Il faut leur rappeler, à ces contempteurs des bêtes, à ces occidentaux judaïsés que, de même qu’ils ont été allaités par leur mère, de même aussi le chien l’a été par la sienne.

La pitié envers les bêtes est si étroitement unie à la bonté du caractère, que l’on peut affirmer de confiance que celui qui est cruel envers les bêtes ne peut être un homme bon. — (L. 169.)


La bonté du cœur consiste dans une pitié profonde universelle pour tout ce qui a vie ; mais tout d’abord pour l’homme, parce qu’à mesure que l’intelligence s’accroît, la capacité de souffrir augmente dans la même proportion. — (L. 171.)


Je dois l’avouer sincèrement : la vue de tout animal me réjouit aussitôt et m’épanouit le cœur ; surtout la vue des chiens et puis de tous les animaux en liberté, des oiseaux, des insectes, etc.

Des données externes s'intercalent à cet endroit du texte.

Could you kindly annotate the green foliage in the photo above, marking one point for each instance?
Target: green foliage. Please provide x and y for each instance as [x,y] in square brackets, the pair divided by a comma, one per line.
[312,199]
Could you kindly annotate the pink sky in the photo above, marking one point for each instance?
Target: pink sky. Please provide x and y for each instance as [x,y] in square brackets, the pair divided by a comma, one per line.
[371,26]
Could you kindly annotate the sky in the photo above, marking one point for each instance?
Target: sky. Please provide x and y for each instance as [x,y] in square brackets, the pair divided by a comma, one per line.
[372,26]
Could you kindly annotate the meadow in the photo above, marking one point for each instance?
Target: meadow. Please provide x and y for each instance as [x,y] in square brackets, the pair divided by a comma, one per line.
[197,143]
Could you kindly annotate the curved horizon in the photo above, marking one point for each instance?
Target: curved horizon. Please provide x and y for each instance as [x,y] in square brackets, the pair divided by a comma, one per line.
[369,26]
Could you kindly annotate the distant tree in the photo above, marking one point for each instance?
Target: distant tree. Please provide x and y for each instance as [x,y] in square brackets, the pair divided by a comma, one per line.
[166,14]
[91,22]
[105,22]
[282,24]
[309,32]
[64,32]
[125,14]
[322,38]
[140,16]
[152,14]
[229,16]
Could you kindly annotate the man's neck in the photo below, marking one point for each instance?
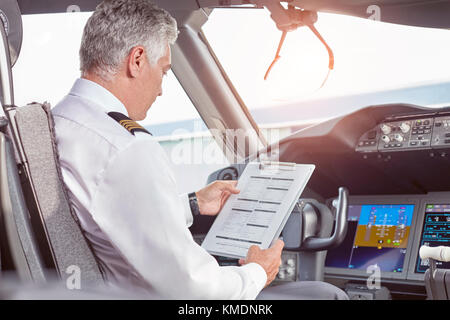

Au contraire, la vue des hommes excite presque toujours en moi une aversion prononcée ; car ils m’offrent à peu d’exceptions près le spectacle des difformités les plus affreuses et les plus variées : laideur physique, expression morale de passions basses et d’ambition méprisable, symptômes de folie et de perversités de toutes sortes et de toutes grandeurs ; enfin une corruption sordide, fruit et résultat d’habitudes dégradantes ; aussi je me détourne d’eux et je fuis vers la nature, heureux d’y rencontrer les bêtes. — (N. 451.)